Долгожданный договор между Россией и Крымским ханством существенным образом укреплял позицию русской стороны — теперь с турками можно было разговаривать более решительно.
С первых минут восьмой конференции Обресков повёл себя напористо:
— Я прежде многократно объяснял, что взаимная безопасность границ обеих империй крепко связана с совершенной независимостью татарской нации.
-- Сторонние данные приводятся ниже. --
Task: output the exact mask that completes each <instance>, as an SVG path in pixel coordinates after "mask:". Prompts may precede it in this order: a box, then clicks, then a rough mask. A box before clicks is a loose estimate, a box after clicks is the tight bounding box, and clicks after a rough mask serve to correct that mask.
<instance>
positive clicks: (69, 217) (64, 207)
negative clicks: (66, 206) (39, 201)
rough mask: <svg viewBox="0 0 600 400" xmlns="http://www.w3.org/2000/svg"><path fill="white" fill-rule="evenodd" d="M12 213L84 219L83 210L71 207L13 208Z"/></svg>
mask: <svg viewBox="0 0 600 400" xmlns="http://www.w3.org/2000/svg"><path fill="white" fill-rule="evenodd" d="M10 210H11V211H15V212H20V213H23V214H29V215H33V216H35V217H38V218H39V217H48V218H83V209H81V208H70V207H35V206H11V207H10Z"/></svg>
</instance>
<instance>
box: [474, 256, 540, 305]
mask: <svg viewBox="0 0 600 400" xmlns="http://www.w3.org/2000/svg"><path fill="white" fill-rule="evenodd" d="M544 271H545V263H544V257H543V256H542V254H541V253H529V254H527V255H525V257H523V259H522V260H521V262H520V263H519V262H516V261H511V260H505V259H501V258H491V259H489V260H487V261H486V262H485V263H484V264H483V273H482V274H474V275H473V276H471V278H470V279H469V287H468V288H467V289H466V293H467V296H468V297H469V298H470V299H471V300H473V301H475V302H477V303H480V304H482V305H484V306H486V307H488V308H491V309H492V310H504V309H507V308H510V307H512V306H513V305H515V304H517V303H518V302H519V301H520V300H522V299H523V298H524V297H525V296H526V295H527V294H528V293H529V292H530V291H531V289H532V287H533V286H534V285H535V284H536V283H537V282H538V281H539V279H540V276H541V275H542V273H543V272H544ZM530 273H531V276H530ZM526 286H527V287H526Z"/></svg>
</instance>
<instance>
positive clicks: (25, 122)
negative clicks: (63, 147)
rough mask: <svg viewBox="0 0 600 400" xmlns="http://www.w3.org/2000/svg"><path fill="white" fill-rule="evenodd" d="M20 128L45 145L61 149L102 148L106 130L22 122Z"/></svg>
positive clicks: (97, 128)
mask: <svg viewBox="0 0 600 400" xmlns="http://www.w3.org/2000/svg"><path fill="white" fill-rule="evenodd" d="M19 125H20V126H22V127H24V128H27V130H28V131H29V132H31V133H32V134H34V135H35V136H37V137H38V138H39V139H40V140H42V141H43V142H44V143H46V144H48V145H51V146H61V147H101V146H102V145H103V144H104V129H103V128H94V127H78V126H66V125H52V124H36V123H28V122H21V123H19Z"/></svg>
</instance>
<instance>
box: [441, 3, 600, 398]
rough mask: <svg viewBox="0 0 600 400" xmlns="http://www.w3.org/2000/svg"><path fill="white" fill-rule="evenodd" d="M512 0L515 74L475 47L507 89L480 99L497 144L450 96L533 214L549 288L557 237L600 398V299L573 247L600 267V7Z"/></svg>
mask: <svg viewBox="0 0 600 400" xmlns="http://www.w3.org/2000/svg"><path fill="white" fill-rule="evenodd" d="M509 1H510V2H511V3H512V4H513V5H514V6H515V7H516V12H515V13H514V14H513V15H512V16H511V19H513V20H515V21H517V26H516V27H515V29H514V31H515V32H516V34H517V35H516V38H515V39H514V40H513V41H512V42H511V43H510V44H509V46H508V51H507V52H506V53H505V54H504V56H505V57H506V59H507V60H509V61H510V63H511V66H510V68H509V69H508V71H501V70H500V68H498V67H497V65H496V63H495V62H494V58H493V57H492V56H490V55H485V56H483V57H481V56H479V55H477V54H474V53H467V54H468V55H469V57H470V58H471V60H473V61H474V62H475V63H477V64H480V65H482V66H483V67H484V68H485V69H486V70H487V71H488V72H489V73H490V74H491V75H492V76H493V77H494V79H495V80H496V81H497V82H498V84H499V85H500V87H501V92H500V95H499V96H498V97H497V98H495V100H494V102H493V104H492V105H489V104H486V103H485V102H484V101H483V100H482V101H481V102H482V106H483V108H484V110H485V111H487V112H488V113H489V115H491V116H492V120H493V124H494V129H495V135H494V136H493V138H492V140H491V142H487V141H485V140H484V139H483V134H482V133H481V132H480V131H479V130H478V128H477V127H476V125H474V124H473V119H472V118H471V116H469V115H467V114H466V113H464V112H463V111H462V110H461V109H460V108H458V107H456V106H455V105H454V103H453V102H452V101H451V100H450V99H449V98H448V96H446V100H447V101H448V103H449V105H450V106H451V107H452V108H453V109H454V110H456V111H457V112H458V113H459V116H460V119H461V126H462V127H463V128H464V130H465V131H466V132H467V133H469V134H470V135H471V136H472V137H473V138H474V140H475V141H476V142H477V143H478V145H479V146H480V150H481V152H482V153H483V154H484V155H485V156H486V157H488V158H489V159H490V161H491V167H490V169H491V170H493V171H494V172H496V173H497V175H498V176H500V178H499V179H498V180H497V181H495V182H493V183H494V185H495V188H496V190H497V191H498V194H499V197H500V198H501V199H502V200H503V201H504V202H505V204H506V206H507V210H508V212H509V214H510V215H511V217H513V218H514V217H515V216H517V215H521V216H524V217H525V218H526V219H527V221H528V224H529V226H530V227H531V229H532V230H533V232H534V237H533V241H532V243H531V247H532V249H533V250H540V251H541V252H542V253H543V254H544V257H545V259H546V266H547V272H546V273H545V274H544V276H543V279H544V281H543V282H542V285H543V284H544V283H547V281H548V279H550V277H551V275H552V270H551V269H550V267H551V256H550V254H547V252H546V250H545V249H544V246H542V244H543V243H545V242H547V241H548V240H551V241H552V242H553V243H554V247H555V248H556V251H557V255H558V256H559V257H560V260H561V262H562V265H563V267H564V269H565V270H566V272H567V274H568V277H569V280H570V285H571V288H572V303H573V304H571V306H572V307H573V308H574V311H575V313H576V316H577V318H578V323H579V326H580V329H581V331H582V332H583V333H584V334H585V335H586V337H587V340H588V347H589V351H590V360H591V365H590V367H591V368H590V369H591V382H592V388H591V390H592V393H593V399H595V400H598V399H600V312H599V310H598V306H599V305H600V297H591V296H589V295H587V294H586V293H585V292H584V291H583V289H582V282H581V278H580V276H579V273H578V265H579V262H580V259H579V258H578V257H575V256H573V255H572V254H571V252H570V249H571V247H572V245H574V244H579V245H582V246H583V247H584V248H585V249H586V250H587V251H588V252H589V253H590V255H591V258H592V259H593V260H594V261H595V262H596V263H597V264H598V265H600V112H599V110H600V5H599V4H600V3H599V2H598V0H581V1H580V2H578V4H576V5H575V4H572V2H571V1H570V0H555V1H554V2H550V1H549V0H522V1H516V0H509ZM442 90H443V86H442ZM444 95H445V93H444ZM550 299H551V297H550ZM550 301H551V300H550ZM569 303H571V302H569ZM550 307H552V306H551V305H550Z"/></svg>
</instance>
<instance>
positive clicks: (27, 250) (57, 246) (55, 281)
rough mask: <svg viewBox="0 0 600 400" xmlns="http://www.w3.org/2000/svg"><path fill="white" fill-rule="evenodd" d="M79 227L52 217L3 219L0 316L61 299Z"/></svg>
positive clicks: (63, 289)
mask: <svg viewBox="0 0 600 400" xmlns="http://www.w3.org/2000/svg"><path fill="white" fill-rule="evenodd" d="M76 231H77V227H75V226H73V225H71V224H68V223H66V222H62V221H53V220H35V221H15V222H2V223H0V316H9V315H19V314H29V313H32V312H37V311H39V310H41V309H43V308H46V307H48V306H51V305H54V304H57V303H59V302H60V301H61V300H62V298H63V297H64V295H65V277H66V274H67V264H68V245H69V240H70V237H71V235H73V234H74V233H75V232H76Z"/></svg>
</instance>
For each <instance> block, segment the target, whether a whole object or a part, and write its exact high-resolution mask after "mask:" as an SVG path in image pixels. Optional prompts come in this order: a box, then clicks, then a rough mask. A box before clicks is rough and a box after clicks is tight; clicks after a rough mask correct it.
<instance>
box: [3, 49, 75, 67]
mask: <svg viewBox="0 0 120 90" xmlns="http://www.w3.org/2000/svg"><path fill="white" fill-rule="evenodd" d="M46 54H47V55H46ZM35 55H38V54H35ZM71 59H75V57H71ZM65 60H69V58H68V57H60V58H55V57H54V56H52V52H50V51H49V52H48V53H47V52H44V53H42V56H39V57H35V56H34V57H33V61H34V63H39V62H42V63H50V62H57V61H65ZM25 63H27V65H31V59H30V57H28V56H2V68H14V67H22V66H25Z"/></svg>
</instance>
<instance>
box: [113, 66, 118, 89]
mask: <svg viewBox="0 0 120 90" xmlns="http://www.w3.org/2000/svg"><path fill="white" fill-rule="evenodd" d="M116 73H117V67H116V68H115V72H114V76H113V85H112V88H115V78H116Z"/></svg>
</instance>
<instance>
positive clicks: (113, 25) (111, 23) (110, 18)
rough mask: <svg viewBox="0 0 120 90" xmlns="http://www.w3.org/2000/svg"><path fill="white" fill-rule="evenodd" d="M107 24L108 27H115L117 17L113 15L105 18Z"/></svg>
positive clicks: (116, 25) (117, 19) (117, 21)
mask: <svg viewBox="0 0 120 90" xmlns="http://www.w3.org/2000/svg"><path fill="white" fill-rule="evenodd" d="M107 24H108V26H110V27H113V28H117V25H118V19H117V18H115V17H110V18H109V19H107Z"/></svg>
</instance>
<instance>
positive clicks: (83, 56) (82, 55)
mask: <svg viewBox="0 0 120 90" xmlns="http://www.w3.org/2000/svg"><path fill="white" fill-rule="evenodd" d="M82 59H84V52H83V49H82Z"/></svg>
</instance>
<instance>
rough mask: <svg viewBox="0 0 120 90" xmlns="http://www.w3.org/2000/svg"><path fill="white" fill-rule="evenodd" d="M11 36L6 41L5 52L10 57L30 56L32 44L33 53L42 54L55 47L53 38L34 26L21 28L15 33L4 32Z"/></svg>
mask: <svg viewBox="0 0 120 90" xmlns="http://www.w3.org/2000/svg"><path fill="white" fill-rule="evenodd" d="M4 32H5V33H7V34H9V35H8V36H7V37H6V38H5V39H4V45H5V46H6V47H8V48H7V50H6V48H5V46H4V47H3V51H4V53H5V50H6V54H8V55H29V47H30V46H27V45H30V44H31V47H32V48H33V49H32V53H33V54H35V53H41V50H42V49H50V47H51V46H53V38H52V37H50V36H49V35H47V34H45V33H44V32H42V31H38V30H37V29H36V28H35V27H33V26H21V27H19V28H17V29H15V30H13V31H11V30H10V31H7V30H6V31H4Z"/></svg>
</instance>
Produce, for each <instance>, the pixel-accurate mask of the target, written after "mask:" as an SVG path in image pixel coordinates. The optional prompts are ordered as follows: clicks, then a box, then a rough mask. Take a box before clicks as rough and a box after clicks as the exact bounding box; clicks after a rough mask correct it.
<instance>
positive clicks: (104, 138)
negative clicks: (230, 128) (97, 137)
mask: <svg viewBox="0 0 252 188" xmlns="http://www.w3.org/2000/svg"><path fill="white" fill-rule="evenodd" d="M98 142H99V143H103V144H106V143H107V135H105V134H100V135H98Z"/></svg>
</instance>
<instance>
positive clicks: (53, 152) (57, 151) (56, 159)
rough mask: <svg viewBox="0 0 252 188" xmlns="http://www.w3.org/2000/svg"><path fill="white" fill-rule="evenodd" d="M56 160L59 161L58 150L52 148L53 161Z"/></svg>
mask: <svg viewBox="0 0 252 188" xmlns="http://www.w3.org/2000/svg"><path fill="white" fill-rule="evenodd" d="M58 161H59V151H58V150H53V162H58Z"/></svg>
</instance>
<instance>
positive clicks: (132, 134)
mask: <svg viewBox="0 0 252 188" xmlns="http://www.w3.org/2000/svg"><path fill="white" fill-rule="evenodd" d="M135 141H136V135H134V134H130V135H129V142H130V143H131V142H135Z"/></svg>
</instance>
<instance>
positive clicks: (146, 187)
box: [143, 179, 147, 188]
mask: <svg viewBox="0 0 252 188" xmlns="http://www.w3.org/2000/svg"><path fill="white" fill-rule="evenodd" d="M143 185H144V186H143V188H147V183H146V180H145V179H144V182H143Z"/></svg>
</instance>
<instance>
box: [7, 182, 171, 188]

И мне не понятно то упорство, с которым вы отказываетесь признать очевидную вещь.
Абдул-Резак уловил перемену настроения русского посла, но о причинах её пока не догадывался.
— Я не требую отнять у татар вольность, — натянуто сказал он, ощупывая Обрескова настороженным взглядом. — Но сами татары не станут жаловаться на Россию, если между нами учинится подобное постановление, иметь которое они не желают.
— Не желают?
— Конечно.
— Откуда такая уверенность?
— Я знаю татарские мысли.
— В таком случае позвольте показать вам вещь, удостоверяющую как раз в обратном.
Алексей Михайлович достал из папки бумаги, полученные от Щербинина, переводы и протянул их рейс-эфенди:
— Вот декларация татар, которая подтверждает, сколь они желали и ныне желают вольности... Об этом, кстати, уже сообщено всем европейским дворам.
(Последние слова он прибавил от себя, чтобы придать больший вес свершившемуся факту).
Абдул-Резак с застывшим, непроницаемым лицом долго читал переводы, потом неуверенно, с кислой гримасой произнёс:
— Я сомневаюсь касательно подлинности сих бумаг.
Обресков изумлённо посмотрел на него:
— То есть как сомневаетесь?.. Вы хотите сказать, что мы пошли на подлог?
— Я этого не говорил... Но мне трудно понять: коль вы сами утверждали ранее, что Россия по вхождении в Крым могла истребить, пленить или рассеять татар, то зачем вам ныне делать их вольными?
— Это проявление милосердия, свойственного человеколюбию её императорского величества!
Абдул-Резак кинул быстрый взгляд на лежащую перед ним декларацию, поднял голову, мрачно сказал:
— Из всего того явствует, что татары принуждены были просить независимость, хотя внутренно оной не желали. Она несёт на себе образ принуждения, как, впрочем, и всё вами в Крыму сделанное... Я не могу верить этой декларации.
— Желание искать вольность дано от природы каждому человеку. А эта декларация формально подтверждает желание татар быть таковыми.
— Я не верю ей, — повторил рейс-эфенди.
— Да почему же?!
— Некоторое время назад Блистательная Порта получила другую декларацию, многим числом татар подписанную и печатями утверждённую. Она противна вашей!
Заявление оказалось неожиданным для Алексея Михайловича.
— У вас есть татарская декларация?
— Да... Но другая.
— И вы можете её показать, как это сделал я?
— Я не привёз её с собой.
— Почему?
— Не считал нужным.
— Значит, декларации у вас нет?
— Сейчас нет.
— Странно получается. Вы не хотите верить тому, что лежит перед вами на столе, но полагаете, что я поверю в существование документа, который не могу прочитать.
— Я уже сказал вам, что та декларация противна вашей. Я могу послать в Стамбул нарочного — он привезёт... Правда, не раньше двух-трёх недель.
— Так долго?
— Сейчас осень — дороги плохие. Раньше нарочный обернуться не успеет.
Обресков задумался... «Конечно, подлые татары могли написать несколько деклараций... Но подписали ли?.. Вполне возможно, что рейс-эфенди просто придумал её, увидев предъявленную мной...»
Алексей Михайлович решил схитрить: согласиться с турком, что такая декларация есть, но обязательно заставить его признать в силе декларацию, присланную Щербининым.
— Я полагаю, что в Крыму поныне находятся люди, привязанные к Порте и смущающие татар чинением там замешательств, — сказал Обресков. — Но не они есть татарский народ! Их подписи не имеют силы.
Абдул-Резак ответил небрежно:
— Да, там есть несколько наших агентов, которым татары подали декларацию для доставления в Стамбул. Но именно эту декларацию, утверждённую татарскими начальниками и значительной частью татарской нации, следует считать свободной. А предъявленная вами — сделана под диктовку оружия.